Economy booms with consumers
Shopping centres generate spending and thrive as community hubs, writes Wade Shepard
Large shopping malls are significant catalysts of service sector growth in mainland cities, and Zhengzhou has built its consumer economy around them.
"Modern urban developments in China tend to be identical: large-scale, monotonous environments which are car-oriented and hard to navigate by foot," says Daan Roggeveen, the founder of MORE Architecture. "The shopping mall is at the heart of these developments, with the mall becoming the new public space for neighbourhoods."
The first major modern mall in the city was the Dennis Shopping Centre. Its eight-storey complex was opened in 1997 by the Taiwan YuDong Group, and introduced high-end shopping to central China. When Zhengzhou started to develop the Zhengdong central business district (CBD), Dennis opened another branch that spans seven blocks, with sections specialising in certain products and services.
"In Zhengzhou, the mall is literally at the heart of the Zhengdong district. Its circular floor plan is one of the key elements of the CBD, both in design as well as programming," Roggeveen says.
Other high-end shopping malls in Zhengzhou include Baolong City Plaza, which offers 190,000 square metres of shopping, entertainment and dining; Vancouver Times Square Plaza, a North American-style mall; Parkson Shopping Centre, a six-floor mall; Huacai City Mall, a trend-setting shopping centre that had the first Zara clothing store in the city; and two Wanda Plaza facilities.
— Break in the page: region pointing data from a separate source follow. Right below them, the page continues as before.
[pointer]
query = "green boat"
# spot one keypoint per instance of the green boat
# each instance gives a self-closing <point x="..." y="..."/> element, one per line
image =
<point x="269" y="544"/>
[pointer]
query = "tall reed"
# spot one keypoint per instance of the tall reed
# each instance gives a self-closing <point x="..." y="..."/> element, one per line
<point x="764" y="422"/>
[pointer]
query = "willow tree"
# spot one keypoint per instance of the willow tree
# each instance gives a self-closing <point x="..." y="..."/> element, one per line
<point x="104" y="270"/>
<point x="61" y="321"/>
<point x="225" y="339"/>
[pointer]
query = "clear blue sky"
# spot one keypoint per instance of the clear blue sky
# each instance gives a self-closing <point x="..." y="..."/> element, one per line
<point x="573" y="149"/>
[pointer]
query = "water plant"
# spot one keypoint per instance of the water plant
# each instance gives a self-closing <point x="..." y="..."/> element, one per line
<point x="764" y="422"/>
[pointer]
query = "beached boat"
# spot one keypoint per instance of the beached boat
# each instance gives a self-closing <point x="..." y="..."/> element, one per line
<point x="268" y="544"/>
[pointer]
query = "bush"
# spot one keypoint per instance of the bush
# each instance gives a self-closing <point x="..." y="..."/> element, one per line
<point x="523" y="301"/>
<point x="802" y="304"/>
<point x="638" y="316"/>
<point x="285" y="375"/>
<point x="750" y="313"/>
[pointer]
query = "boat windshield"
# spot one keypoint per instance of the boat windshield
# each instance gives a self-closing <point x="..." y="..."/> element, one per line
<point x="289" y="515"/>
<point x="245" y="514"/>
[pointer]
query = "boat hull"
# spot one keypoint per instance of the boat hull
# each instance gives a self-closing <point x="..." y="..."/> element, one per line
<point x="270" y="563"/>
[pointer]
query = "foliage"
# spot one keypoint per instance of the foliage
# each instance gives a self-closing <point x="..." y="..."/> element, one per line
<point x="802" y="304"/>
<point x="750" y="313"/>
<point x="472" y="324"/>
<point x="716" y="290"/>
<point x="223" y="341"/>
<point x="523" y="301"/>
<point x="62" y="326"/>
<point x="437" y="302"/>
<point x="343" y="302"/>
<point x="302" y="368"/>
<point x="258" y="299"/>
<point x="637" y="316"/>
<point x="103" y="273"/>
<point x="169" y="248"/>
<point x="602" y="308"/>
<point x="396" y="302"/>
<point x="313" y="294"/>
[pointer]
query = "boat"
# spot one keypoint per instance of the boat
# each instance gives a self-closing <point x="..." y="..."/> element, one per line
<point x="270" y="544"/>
"Going shopping will continue to be an important social experience in China," says Steven McCord of Jones Lang LaSalle. "Opportunities abound for owners to emphasise the community-gathering function of their centres and create safe, quasi-public spaces in which people can linger away from their small high-rise flats - the proverbial 'town squares' for urban China in the 21st century."